Integrating theoretical and experimental approaches for annulus fibrosus (AF) functional tissue engineering.

Objective.

Apply a hyperelastic constitutive model to characterize the evolution of engineered AF via scalar model parameters. Validate the model and predict the response of engineered constructs to physiologic loading scenarios.

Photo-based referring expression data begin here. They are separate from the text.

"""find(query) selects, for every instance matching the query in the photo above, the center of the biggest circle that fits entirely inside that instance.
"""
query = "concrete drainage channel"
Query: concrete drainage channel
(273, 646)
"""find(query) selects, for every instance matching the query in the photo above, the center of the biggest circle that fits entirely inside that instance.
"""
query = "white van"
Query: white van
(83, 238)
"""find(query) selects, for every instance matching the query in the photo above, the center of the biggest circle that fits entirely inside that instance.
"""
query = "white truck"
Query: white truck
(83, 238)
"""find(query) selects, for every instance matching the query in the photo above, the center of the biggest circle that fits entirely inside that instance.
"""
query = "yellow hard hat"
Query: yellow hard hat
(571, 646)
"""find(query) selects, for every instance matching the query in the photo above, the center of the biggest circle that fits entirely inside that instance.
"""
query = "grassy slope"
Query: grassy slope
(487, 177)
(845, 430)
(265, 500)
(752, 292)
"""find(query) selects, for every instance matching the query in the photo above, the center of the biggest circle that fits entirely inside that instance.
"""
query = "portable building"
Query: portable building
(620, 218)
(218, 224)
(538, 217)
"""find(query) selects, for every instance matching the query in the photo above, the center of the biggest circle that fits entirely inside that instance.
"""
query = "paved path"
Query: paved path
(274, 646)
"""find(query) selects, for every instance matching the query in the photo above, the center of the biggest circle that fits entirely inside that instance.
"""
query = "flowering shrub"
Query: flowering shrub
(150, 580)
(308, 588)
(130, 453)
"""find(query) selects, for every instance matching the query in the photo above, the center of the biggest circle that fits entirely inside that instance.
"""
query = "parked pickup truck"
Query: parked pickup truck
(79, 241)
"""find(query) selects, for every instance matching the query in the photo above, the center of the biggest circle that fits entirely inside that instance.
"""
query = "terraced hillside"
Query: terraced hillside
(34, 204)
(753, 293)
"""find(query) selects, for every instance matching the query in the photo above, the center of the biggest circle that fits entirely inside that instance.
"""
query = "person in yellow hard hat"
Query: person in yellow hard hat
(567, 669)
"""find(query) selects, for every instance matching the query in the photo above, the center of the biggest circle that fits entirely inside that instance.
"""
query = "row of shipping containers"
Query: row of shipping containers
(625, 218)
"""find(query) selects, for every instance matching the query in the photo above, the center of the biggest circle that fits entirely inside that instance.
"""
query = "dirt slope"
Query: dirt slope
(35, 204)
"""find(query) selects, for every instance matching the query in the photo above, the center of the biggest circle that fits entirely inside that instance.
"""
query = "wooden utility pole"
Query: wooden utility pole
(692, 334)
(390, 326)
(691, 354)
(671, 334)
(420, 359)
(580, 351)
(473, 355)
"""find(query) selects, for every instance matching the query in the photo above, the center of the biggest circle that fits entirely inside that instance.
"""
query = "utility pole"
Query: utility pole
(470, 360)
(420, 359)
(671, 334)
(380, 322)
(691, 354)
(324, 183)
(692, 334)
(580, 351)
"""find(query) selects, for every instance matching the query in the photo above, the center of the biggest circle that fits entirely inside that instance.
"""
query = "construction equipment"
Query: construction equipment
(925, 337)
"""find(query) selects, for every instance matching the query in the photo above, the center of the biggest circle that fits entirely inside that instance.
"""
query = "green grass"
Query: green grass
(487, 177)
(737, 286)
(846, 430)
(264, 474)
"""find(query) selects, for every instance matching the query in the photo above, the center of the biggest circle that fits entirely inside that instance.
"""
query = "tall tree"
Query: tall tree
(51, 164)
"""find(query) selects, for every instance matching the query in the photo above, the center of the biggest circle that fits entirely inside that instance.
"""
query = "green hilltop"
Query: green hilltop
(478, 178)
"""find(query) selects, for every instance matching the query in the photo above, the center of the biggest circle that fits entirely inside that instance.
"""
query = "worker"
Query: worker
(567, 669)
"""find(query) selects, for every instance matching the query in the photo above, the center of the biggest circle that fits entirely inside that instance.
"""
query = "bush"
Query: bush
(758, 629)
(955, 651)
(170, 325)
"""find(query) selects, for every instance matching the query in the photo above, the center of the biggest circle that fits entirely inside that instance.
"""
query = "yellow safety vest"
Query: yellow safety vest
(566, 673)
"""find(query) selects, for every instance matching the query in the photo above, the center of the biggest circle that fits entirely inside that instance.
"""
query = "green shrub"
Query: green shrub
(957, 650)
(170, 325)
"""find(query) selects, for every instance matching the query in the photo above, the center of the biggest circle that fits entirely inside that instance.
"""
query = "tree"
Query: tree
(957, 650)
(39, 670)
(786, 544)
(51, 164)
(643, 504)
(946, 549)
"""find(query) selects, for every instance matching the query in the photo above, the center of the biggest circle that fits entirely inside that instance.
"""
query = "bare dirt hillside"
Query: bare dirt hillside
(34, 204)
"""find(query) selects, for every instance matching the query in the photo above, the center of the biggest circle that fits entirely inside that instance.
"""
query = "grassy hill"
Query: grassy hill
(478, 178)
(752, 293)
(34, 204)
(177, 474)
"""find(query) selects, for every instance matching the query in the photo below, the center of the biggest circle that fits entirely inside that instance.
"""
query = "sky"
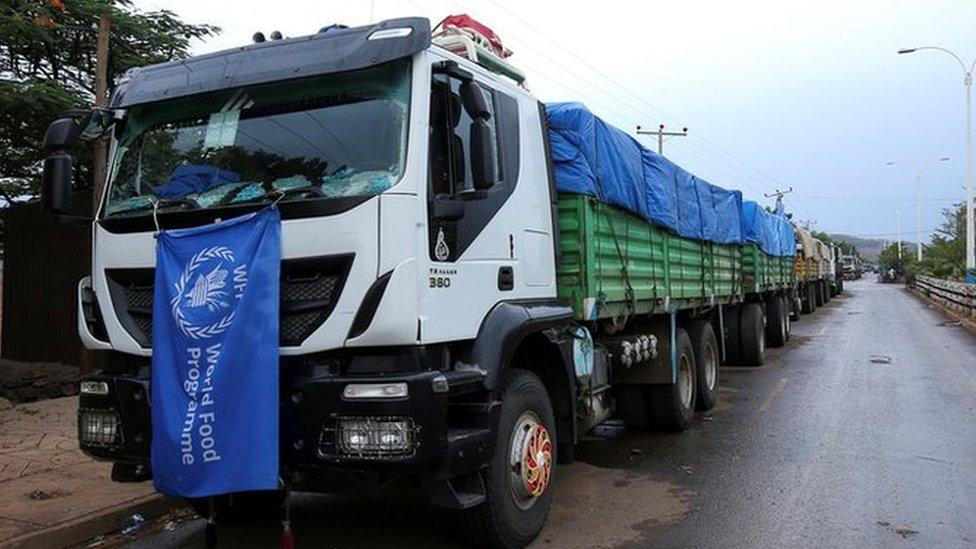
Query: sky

Summary of Background Data.

There is need for a tissue engineered replacement for degenerate AF. When evaluating engineered replacements for load-bearing tissues, it is necessary to evaluate mechanical function with respect to the native tissue, including nonlinearity and anisotropy.

Methods.

Aligned nanofibrous poly-ε-caprolactone scaffolds with prescribed fiber angles were seeded with bovine AF cells and analyzed over 8 weeks, using experimental (mechanical testing, biochemistry, histology) and theoretical methods (a hyperelastic fiber-reinforced constitutive model).

Results.

The linear region modulus for φ = 0° constructs increased by ∼25 MPa, and for φ = 90° by ∼2 MPa from 1 day to 8 weeks in culture. Infiltration and proliferation of AF cells into the scaffold and abundant deposition of s-GAG and aligned collagen was observed. The constitutive model had excellent fits to experimental data to yield matrix and fiber parameters that increased with time in culture. Correlations were observed between biochemical measures and model parameters. The model was successfully validated and used to simulate time-varying responses of engineered AF under shear and biaxial loading.

Conclusion.

AF cells seeded on nanofibrous scaffolds elaborated an organized, anisotropic AF-like extracellular matrix, resulting in improved mechanical properties. A hyperelastic fiber-reinforced constitutive model characterized the functional evolution of engineered AF constructs, and was used to simulate physiologically relevant loading configurations. Model predictions demonstrated that fibers resist shear even when the shearing direction does not coincide with the fiber direction. Further, the model suggested that the native AF fiber architecture is uniquely designed to support shear stresses encountered under multiple loading configurations.